Chuck Schumer links rise in left-wing antisemitism to 2008 crisis, wokeism of ‘radical fringe’ in new book

A toxic combination of the fallout from the 2008 financial crisis and radical re-interpretations of history are responsible for the “extremely painful” growth of antisemitism “in some parts of the American left,” Senate Minority Leader Chuck Schumer writes in his new book, published Tuesday.
“Just as Jews noticed a rekindling of antisemitism on the right in the wake of the financial crisis, we started to see a few signs that the left — our natural home for so many years — was no longer immune to the poison,” the Brooklyn Democrat writes in “Antisemitism in America: A Warning.”
“The financial crisis caused many on the left to deepen their existing distrust of financial institutions and financiers, the banking system and bankers,” he adds. “None of those thoughts are inherently antisemitic, but they do intersect with historical stereotypes about Jews and finance. One antisemitic conspiracy
theory floating around on the internet in the fall of 2008 alleged that Lehman Brothers and other investment banks secretly transferred $400 billion to Israeli banks before going under.”
However, Schumer goes on to say that “signs of future left‑ wing antipathy toward Israel were present more than fifty years ago,” when the future Democratic leader was a student at Harvard, “and it was intimately related to conceptions of race and oppression.”
“An intellectual framework was also being built on the political left in which Israel wound up on the wrong side of a perceived historical struggle between oppressor and oppressed,” he writes. “… Our own (rather dense) history of being oppressed and persecuted is no longer deemed relevant to the radical fringe.”
“In this new world order, because some Jewish people have done exceedingly well in America, because Israel has grown only more powerful over the last several decades, it could appear that Jews have become strong enough to singlehandedly overcome prejudice and bigotry, that in fact we now— to quote the language of some— are the ‘oppressors’ … Among Jewish young people, it can sometimes lead to excessive guilt, and the urge to exculpate themselves from feeling responsible.”

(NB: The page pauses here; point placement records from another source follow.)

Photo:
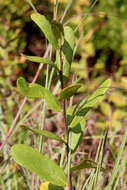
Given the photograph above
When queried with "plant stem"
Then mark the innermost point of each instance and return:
(22, 105)
(65, 123)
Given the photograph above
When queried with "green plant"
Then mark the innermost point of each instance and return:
(62, 39)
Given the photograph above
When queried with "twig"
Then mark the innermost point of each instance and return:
(22, 104)
(65, 123)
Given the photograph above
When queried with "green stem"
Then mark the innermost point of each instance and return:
(65, 123)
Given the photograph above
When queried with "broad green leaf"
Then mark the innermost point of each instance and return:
(69, 91)
(47, 28)
(95, 98)
(58, 31)
(38, 91)
(48, 186)
(40, 60)
(39, 164)
(106, 109)
(67, 51)
(45, 133)
(85, 164)
(76, 132)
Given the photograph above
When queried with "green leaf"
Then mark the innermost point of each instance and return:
(46, 28)
(77, 131)
(58, 31)
(38, 91)
(39, 164)
(40, 60)
(69, 91)
(67, 51)
(48, 186)
(45, 133)
(86, 163)
(91, 102)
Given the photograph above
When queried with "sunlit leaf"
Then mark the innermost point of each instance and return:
(67, 51)
(45, 133)
(106, 109)
(46, 28)
(48, 186)
(69, 91)
(38, 91)
(95, 98)
(40, 60)
(85, 164)
(39, 164)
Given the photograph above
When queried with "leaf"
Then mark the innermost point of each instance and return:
(67, 51)
(40, 60)
(76, 132)
(38, 91)
(106, 109)
(69, 91)
(48, 186)
(58, 31)
(46, 28)
(45, 133)
(91, 102)
(39, 164)
(85, 164)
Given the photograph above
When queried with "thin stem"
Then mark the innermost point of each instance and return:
(65, 12)
(65, 123)
(22, 105)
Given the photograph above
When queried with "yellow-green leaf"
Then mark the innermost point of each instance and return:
(46, 28)
(67, 51)
(39, 164)
(37, 91)
(69, 91)
(48, 186)
(86, 163)
(40, 60)
(91, 102)
(45, 133)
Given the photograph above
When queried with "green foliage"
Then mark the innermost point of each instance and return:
(67, 51)
(48, 186)
(69, 91)
(91, 102)
(77, 131)
(41, 165)
(40, 60)
(85, 164)
(45, 133)
(46, 28)
(38, 91)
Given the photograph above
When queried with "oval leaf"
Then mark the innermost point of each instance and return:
(38, 91)
(39, 164)
(91, 102)
(67, 51)
(86, 164)
(46, 28)
(48, 186)
(45, 133)
(40, 60)
(69, 91)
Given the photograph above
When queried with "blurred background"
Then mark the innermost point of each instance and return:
(101, 36)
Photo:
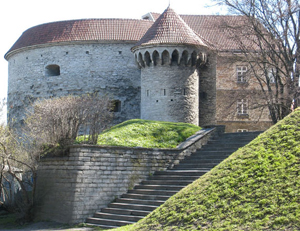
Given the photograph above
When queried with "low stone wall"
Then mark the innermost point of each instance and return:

Elsewhere, Schumer — the highest-ranking elected Jewish official in US history — admits that he’s “struggled to come up with the right response” to the growth of antisemitism on the left.
“Truthfully, it’s much harder to grapple with than antisemitism on the right. Jews know that far‑right movements tend to cast us as villains,” he writes. “We expect it, and we never really had close relationships with the kind of antisemites whose hatred for Jews is overt.”
Schumer also suggests that “unlike antisemitism on the far right, which is almost always deliberate, antisemitism on the left, while just as harmful, can sometimes be less intentional.”
However, he also acknowledges that “some left‑ aligned figures in politics and government have … gone too far by using antisemitic tropes while criticizing Israel and its supporters.”
Schumer specifically calls out Rep. Ilhan Omar (D-Minn.) for tweeting in February 2019 that US lawmakers’ support for Israel was “all about the Benjamins,” though he adds that to her credit, she subsequently apologized.”
“For the first time in decades, Jewish‑ Americans were starting to hear and be subject to stereotypes and slander, that Jews were secretly powerful and domineering, that they were racist oppressors, exerting undue influence on politics and media, with our money and privilege,” he writes. “And those things were being said by those we had assumed were our allies on the left.”
Turning to the current far-left uproar over Israeli military action against Hamas in Gaza, Schumer writes: “While certainly many protesters harbor no ill‑intent toward Jews, certain slogans and chants repeated by large groups of protesters have gone way beyond expressing support for the Palestinian cause or principled opposition to Israeli policy.”
Referring to the anti-Israel chant “From the river to the sea/Palestine will be free,” the senator writes: “A multicultural society tends to join together and condemn the use of those dog whistles.
“Many words and phrases that were commonly used a few decades ago, even in polite society, are now appropriately no longer in use; they had problematic origins and caused great offense to the particular group. The same standard, I believe, should apply to slogans like ‘from the river to the sea.’”
The minority leader closes by urging the left against being “too complacent or forgiving about those who exhibit antisemitism within their ranks.”
“Be careful,” he warns. “Do not let passion overwhelm your better instincts. Do not let your desire for justice in the world lead you to bring a little more injustice into the world.”